Возвращение в Москву не оправдало надежд, не принесло радости. Театры, оспаривавшие право первой постановки "Попа и поручика", вдруг замолчали; переговоры и связи прекратились. Трудно было понять, что, собственно, произошло. Самолюбие мешало Кржижановскому расспрашивать о причине краха. Вывод был ясен: проникнуть на сценическую площадку так же трудно, как попасть на экран кино или в печать. В правильности этого вывода он окончательно утвердился, когда выяснилось, что постановку "Евгения Онегина" в Камерном театре, как я уже раньше рассказывала, тоже постиг крах.

"Самсон не боролся со своей мельницей. Он отращивал свои волосы, а может быть, и то, что под ними: мысль".

Кржижановский продолжал писать. Он не мог не писать, также как пчела не может не откладывать мед, даже если убраны соты. Это были новые новеллы, которые он предполагал объединить в сборник "Чем люди мертвы". Работа была для него опасением. Он жил уединенно, избегая встреч с людьми и не заводя новых знакомств. Правда, одно неожиданное знакомство-встреча внесло тепло в его жизнь, но и то быстро рассеялось. С. Д. продолжал еще встречаться с Василенко: они вместе подготовляли монтаж "Попа и поручика" для радио. Кржижановский приехал однажды во Влахернское. Василенко угостил его великолепным со льдом квасом и гениальным с пылу с жару Филатовым. Сперва Владимир Петрович косился на С. Д., говорил как сквозь стену, но не то третий, не то четвертый парадокс заставил его распахнуть дверь.

Кончилось тем, что Филатов увел его в свою комнату, читал свои стихи, робко и взволнованно, как ученик, взяв с него слово, что он еще приедет и вообще они будут видеться. Но даже это знакомство Кржижановский не закрепил. Встречи с людьми были для него болезненны. Он чувствовал себя проигравшим игроком, неудачником, стыдился своей роли, но в то же время не переставал верить в свои творческие возможности и полезность своей работы. Особенно тягостно ему было общество писателей.

Ланны устроили ему бесплатную двенадцатидневную путевку в Дом отдыха писателей в Голицыне. Кржижановский отказался ехать, но в конце концов уступил настоянию товарища. На десятый день он сбежал. У него была хорошая комната, все удобства для работы, но моральная обстановка оказалась тягостной: "Мне об этом не говорят, - жаловался он, - но ощущают меня как некий призрак, привидение от литературы. Причем ничуть не страшное. Я являюсь к чаям, ужинам, затем рассеиваюсь за дверью комнаты № 8".

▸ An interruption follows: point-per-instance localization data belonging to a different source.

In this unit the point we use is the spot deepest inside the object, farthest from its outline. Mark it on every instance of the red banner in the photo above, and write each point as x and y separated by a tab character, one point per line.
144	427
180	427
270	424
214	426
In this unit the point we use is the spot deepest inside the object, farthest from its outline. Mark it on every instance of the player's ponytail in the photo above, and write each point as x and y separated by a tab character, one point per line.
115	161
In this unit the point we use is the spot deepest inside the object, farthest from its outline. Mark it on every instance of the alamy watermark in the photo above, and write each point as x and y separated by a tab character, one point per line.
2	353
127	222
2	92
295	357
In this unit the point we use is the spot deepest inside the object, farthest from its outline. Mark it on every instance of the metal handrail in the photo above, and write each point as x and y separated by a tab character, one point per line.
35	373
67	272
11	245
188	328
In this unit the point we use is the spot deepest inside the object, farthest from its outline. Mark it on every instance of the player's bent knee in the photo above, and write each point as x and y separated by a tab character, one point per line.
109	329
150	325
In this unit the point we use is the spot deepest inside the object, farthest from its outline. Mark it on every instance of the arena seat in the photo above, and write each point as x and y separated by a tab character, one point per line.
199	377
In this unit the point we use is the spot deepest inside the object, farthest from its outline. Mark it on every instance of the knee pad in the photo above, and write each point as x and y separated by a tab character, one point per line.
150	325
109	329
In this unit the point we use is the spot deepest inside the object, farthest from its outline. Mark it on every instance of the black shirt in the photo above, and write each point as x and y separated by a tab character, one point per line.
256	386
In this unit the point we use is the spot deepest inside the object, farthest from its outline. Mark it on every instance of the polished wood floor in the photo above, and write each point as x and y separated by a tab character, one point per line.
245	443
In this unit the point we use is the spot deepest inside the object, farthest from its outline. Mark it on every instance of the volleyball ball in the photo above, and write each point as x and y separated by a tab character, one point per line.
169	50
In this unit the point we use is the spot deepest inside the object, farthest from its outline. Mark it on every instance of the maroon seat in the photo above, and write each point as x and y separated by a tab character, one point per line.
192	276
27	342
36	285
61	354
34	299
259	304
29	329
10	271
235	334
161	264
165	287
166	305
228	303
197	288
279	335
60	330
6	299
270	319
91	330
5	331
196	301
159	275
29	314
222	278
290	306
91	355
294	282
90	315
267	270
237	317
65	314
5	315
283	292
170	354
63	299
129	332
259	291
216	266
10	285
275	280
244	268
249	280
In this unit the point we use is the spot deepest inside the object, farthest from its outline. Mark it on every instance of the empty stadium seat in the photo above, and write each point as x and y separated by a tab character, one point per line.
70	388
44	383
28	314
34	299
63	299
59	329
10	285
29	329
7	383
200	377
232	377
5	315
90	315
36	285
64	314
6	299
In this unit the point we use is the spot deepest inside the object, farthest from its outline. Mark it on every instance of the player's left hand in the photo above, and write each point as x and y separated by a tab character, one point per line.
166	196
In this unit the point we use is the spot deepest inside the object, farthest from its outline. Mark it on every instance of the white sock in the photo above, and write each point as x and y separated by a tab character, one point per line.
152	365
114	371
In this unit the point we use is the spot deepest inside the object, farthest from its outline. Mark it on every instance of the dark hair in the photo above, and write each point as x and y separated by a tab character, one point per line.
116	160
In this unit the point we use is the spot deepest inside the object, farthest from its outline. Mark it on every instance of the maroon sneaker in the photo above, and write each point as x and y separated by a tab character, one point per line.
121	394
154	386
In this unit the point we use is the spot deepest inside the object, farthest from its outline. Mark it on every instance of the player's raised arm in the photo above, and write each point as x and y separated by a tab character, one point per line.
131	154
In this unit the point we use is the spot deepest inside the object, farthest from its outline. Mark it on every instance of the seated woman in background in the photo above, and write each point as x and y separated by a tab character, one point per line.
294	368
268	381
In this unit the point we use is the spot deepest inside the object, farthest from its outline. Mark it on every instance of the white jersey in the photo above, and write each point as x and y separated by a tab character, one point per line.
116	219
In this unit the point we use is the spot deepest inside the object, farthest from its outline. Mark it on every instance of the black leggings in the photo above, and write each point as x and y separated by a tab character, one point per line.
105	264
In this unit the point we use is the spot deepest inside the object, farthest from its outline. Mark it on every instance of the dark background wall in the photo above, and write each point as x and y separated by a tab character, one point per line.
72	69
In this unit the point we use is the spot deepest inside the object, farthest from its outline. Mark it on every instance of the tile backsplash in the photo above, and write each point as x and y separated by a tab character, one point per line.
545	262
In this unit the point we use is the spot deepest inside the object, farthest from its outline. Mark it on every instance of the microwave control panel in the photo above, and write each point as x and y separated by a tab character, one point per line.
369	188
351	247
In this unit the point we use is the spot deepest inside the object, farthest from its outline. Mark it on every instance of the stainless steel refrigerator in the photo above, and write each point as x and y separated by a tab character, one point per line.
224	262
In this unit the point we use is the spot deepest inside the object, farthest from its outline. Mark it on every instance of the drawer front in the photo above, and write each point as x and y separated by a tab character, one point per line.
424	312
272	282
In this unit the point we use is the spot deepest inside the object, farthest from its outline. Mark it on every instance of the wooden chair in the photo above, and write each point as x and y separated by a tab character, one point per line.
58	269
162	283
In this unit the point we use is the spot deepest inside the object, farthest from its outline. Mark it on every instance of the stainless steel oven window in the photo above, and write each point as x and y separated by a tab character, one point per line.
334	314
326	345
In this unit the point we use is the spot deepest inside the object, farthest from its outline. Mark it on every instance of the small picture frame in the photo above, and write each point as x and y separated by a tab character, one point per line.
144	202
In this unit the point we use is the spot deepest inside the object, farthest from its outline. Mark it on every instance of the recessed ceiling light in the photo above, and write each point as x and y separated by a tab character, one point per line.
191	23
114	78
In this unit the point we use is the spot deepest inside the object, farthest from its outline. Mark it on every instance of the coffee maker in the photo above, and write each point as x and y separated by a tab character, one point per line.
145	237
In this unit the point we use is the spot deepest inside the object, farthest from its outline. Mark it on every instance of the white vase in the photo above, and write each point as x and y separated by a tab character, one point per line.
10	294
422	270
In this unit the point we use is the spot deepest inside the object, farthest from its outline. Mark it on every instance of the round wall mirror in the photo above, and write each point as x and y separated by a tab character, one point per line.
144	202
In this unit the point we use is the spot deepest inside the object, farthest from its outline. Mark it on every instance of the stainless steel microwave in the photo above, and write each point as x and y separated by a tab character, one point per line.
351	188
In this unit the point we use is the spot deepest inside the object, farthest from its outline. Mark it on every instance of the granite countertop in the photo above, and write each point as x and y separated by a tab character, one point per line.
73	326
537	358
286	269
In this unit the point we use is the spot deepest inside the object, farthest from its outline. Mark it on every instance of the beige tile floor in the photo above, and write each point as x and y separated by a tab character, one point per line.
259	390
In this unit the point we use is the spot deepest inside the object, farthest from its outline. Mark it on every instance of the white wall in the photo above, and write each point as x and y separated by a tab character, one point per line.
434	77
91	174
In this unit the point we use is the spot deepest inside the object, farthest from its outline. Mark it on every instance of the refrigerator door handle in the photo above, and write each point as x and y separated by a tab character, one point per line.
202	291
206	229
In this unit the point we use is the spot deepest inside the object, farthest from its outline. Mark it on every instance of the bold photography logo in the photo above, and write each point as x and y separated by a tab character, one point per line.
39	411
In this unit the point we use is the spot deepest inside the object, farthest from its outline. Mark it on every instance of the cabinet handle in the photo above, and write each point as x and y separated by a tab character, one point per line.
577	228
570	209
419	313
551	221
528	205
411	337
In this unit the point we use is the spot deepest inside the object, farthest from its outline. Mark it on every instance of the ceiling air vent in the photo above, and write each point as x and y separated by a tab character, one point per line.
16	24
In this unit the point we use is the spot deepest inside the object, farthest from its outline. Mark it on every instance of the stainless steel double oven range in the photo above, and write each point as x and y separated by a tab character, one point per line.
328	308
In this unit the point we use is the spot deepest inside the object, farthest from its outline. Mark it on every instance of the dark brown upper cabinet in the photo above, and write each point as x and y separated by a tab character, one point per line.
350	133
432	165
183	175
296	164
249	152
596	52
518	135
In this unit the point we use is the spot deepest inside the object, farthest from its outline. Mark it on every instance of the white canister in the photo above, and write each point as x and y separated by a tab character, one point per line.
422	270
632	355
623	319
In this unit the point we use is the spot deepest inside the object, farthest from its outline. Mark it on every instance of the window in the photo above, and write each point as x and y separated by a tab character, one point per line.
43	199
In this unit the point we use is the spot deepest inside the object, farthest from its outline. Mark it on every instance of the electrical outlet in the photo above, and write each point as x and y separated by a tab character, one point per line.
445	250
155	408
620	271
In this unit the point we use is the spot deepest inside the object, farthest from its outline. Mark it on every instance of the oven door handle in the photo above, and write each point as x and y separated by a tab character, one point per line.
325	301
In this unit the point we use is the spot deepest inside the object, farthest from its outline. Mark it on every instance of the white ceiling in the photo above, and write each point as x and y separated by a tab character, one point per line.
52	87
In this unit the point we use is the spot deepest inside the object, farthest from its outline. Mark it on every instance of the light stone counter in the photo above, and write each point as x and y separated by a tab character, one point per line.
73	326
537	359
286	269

Ни явь, ни сон не давали ему покоя, алкоголь стал для него необходимостью. Когда его спрашивали, что привело его к вину, он говорил, отшучиваясь: "Трезвое отношение к действительности".

И все же он продолжал писать. В тридцать девятом году он закончил пьесу "Тот, третий". Первоначально тема была задумана как роман. С. Д. хотел найти возможные литературные решения незаконченной повести Пушкина "Египетские ночи". Почему "Тот, третий" имени векам не передал. Постепенно его стала неотступно увлекать тема сыска, преследования и бегства. В пьесе обе темы переплелись: литературная и философская. Заканчивался и цикл рассказов о Западе.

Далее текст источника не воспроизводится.